A. Proportions of trans-zeatin (transZ), dihydrozeatin (DHZ), cis-zeatin (cisZ) and N6-(Δ2-isopentenyl)adenine (iP) types expressed as a percentage of the total CK pool; B. Proportional distribution between transZ- and cisZ-type CKs; C. Proportions of bioactive forms (free bases and ribosides), N-glucosides (deactivation forms), O-glucosides (storage forms) and CK phosphates expressed as a percentage of the total CK pool. For details see S1 and S3 Tables.

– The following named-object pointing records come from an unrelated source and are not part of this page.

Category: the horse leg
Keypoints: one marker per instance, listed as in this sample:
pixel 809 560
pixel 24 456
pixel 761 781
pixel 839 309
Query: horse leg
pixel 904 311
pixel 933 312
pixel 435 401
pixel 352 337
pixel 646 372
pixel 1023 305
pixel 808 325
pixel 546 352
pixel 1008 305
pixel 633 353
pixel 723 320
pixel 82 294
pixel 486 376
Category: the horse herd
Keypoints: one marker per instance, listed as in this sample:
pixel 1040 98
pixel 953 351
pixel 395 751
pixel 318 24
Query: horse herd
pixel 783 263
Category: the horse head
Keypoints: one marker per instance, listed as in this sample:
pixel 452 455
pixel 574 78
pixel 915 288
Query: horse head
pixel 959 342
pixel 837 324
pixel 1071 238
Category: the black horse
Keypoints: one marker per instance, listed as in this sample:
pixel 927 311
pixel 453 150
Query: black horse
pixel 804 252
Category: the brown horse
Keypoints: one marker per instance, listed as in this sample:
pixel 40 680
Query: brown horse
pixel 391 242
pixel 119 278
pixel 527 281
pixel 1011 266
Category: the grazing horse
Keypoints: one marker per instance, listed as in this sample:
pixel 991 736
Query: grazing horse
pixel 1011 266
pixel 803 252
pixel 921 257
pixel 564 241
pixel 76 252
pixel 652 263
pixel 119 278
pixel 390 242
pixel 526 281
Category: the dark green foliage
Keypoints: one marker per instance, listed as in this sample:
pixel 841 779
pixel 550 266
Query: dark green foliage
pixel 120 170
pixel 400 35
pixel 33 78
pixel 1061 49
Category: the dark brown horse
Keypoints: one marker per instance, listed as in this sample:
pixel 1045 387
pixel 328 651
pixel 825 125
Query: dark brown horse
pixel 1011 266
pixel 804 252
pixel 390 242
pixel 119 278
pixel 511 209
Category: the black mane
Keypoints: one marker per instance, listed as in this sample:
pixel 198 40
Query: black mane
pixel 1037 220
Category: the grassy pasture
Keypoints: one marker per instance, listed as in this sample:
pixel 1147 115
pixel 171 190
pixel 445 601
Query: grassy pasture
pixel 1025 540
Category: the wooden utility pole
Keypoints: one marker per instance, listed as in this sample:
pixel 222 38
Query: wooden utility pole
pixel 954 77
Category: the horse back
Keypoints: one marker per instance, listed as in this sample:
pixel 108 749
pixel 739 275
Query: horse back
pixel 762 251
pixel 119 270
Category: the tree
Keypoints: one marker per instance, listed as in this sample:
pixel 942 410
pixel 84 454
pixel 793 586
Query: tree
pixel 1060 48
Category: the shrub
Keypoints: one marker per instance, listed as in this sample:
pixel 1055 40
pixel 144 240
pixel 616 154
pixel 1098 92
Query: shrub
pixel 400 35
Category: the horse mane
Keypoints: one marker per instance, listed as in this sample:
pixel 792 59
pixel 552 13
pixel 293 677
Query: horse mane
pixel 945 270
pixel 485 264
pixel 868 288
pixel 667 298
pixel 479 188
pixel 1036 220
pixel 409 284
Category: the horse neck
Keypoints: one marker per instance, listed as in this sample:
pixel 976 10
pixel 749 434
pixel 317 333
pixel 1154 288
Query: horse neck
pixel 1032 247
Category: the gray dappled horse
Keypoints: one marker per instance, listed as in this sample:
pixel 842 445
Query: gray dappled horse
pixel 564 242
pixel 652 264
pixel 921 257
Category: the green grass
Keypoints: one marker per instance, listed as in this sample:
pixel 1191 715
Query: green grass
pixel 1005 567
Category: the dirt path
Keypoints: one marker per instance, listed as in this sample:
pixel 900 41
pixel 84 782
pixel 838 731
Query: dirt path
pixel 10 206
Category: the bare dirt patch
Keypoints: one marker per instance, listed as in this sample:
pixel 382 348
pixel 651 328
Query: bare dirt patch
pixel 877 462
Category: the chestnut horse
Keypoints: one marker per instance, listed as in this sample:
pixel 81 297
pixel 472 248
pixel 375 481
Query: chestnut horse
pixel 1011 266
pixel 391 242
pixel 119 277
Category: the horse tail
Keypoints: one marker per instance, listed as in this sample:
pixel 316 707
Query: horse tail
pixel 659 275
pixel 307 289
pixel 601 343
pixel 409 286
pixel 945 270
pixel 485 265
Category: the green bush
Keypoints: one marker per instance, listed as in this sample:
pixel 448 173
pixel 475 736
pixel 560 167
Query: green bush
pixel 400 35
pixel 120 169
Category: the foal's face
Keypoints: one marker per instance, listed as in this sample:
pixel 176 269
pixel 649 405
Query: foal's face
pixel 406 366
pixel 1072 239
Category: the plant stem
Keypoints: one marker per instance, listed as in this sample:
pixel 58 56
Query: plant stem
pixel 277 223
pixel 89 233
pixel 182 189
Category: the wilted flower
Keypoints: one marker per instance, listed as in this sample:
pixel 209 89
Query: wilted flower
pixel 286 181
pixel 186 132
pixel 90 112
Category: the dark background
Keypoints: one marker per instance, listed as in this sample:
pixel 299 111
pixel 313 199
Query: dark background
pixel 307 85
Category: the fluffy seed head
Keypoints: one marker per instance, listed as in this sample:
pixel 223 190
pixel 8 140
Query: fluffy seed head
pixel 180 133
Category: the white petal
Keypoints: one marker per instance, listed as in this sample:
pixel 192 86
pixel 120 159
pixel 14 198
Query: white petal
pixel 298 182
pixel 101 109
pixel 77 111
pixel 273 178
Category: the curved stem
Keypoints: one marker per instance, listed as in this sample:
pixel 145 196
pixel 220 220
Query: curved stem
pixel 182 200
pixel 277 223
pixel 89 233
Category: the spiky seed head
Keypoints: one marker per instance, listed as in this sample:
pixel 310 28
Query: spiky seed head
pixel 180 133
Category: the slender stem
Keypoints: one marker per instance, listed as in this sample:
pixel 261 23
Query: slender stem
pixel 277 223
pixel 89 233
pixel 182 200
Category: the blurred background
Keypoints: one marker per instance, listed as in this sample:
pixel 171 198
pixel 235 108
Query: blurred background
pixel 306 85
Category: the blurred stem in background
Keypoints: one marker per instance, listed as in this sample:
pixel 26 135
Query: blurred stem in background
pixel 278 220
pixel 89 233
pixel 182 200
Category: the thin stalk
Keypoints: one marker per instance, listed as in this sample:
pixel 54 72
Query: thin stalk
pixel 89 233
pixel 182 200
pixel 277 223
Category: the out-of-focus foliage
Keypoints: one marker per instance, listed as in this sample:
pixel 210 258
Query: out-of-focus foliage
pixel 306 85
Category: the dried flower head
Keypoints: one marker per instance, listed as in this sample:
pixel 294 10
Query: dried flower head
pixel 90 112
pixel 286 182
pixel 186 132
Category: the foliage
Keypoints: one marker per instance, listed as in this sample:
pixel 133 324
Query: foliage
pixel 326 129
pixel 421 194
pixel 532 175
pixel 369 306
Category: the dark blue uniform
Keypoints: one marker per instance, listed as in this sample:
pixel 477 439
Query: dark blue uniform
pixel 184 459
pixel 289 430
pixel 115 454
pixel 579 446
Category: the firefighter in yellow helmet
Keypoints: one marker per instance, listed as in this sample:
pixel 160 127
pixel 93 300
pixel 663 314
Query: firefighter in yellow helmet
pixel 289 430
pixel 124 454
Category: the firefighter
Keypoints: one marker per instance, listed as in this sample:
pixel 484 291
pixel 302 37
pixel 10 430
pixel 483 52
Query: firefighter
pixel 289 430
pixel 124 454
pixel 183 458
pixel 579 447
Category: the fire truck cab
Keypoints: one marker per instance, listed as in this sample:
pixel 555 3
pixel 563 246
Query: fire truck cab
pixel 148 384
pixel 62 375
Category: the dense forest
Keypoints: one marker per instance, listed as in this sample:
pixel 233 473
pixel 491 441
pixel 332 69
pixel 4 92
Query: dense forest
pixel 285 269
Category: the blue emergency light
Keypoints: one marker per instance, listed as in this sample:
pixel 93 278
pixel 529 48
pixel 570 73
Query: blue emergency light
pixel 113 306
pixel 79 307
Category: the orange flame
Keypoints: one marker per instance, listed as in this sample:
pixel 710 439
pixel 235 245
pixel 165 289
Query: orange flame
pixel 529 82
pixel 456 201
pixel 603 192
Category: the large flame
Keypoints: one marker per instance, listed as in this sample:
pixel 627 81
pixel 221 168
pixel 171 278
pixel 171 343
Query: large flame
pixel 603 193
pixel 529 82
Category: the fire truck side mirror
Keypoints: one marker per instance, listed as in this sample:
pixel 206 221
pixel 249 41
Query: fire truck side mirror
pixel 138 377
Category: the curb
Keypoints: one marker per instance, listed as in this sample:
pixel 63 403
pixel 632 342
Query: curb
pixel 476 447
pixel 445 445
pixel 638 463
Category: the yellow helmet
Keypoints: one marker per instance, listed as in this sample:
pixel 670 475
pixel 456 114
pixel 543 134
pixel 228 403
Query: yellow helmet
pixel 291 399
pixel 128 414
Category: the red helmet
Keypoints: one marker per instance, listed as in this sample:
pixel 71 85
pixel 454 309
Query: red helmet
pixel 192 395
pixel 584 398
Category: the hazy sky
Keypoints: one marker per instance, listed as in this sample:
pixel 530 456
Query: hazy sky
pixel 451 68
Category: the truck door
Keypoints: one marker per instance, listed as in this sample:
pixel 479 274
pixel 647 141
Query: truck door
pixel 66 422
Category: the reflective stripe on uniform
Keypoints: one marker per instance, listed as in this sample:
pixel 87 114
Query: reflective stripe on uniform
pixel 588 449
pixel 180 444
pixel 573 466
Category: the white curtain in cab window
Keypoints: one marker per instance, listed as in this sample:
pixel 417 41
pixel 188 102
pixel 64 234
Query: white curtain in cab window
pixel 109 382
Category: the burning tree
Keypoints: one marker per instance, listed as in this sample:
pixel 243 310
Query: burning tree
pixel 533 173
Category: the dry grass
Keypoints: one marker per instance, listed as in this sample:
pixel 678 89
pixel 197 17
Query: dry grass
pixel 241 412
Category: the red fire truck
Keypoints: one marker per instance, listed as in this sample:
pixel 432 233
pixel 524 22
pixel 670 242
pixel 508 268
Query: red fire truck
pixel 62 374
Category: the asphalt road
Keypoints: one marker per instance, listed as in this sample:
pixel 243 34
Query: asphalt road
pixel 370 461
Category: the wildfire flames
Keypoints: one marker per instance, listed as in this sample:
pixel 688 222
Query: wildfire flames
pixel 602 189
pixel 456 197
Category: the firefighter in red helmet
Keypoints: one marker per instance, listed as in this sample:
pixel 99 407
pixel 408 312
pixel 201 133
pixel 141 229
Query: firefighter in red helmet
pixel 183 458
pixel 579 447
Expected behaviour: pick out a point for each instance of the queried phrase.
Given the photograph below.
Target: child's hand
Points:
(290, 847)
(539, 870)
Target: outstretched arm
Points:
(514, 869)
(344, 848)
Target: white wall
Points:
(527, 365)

https://doi.org/10.1371/journal.pone.0125411.g002

The bioactive CKs (especially free bases) and the O-glucosides were the most prevalent (Table 2 and S3 Table) making up most of the total CK pool in twenty-five species, usually contributing over 75% of the CK complement (Fig 2C). The CK ribosyl phosphates were also relatively common (with concentrations ranging from 0.90 pmol/g FW in Isothecium alopecuroides to 75.21 pmol/g FW in Polytrichastrum longisetum) and these CK ribosyl phosphates predominated in representatives of Porellaceae and Sphagnaceae families. The CK N-glucosides were present mostly at very low levels not exceeding 10% of the total CK pool. The proportional representation of CK N-glucoconjugates in the CK complement was generally higher in liverworts and Sphagnaceae family than in other mosses (Fig 2C).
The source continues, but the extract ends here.